Quatre boules de jazz

Sur TERRES DE FEMMES (voir le lien dans la colonne Interactions) un site inépuisable qui met en lumière inlassablement le beau, je vous recommande en date du 4 mars Yves Charnet qui parle de son ami Nougaro et d'un rendez-vous d'avril qui n'a jamais eu lieu.
Et j'en ai extrait vers la fin du texte ces quelques lignes bouleversantes.

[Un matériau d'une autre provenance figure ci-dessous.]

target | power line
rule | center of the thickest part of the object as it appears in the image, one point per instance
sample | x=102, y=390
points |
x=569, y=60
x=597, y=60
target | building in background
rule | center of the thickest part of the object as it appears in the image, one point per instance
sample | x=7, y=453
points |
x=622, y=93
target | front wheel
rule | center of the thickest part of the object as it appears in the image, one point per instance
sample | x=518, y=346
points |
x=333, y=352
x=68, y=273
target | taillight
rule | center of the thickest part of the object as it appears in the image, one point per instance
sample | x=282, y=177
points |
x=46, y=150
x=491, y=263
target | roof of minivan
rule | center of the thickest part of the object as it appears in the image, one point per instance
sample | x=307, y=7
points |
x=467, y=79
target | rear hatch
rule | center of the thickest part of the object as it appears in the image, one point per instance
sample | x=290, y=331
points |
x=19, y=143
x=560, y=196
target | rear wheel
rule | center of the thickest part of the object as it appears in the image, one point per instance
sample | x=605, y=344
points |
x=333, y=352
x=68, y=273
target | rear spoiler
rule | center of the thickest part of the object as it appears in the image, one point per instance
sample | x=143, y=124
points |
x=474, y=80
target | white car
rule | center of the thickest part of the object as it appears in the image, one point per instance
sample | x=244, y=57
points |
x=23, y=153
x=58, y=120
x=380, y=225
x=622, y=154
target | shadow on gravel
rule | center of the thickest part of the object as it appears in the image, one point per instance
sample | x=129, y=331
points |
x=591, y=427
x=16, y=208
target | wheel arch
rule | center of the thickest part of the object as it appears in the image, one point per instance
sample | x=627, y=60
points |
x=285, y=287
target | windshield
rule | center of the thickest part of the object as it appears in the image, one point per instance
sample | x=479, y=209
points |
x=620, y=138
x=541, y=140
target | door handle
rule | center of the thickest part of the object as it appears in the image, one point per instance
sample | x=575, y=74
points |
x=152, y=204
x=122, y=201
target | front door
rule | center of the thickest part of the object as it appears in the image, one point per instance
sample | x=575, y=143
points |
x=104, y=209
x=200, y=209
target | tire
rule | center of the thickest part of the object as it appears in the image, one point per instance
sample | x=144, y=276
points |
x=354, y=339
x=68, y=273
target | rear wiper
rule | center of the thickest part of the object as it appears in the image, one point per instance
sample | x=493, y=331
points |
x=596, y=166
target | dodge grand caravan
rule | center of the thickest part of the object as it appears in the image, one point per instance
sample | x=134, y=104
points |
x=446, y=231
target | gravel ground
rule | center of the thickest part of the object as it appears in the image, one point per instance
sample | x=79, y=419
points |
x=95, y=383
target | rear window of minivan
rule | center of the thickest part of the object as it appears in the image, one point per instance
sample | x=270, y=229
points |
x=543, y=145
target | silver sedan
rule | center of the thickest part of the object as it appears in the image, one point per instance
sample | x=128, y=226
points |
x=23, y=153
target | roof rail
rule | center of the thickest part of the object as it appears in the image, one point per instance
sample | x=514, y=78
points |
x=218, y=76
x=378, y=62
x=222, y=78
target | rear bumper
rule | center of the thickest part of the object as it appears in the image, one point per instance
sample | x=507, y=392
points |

Peut-être que j’écris ce journal à contretemps pour combler un manque. 
Le manque de notre rendez-vous d’avril. 
Le deuil fut ponctuel. Au printemps 2004. Ça s’appelle la poésie. 
Ces rendez-vous avec le manque. Il y a des printemps comme ça. Des trous à la place du temps. On tombe dedans. Comme dans une sorte de petite tombe. On met longtemps pour remonter à la surface. À l’air libre. Il m’aura fallu dix ans. Pour surmonter la mort de mon ami. 
J’écris ce livre comme un rendez-vous. Rendez-vous avec Nougaro. J’aimais noter ça. Dans mon agenda. C’étaient des jours de fête. Des jours de chance. Il y a cette fusée, quelque part, de Desnos. « La poésie comme un rendez-vous avec la vie. » Ça ferait un beau titre pour ce livre. Rendez-vous avec Nougaro. Il y aurait encore mieux. Le Rendez-vous d’avril. Mais personne ne comprendrait. « Du même auteur ». La liste des titres dirait la vérité. La vérité, quelle vérité. Même l’autofiction est encore une fiction. Surtout l’autofiction.

mercredi 4 mars 2015

Trois-cent-soixante-six

A partir du mois de mars, tous les dimanches, si le cœur vous en dit, il faudra EN PLUS aller ici pour me lire. Désolé.

Explications : l'ami Gilsoub nous propose un jeu que je rejoins cette année bien volontiers.
Je le cite : « Le principe est simple, par ordre alphabétique, un mot par jour à traiter comme bon nous semble. Je les ai choisis parmi ceux que vous m’avez offerts en prenant soin d’avoir des mots dont la définition est aisée à trouver avec un bon dictionnaire. Quelques noms propres aussi quand ceux-ci sont presque rentrés dans le langage commun. Les contraintes étant faites pour être contournées, j’ai décidé de n’en mettre qu’une : utiliser dans un texte le mot du jour (ou une de ces déclinaisons – verbe, adjectif…-). Après, libre à chacun de s’inventer les siennes. Par exemple n’écrire qu’un texte par semaine avec tous les mots concernés. Où encore, et c’était mon idée de départ, écrire chaque jour, façon abécédaire, une définition personnelle de chaque mot. Je le ferai sûrement pour ceux qui me plaisent le plus. Le top, pour les photographes courageux, serait de faire chaque jour une photo illustrant d’une manière ou l’autre le mot du jour… Un joli défi ! Bien sur, toutes les suggestions sont les bienvenues ! »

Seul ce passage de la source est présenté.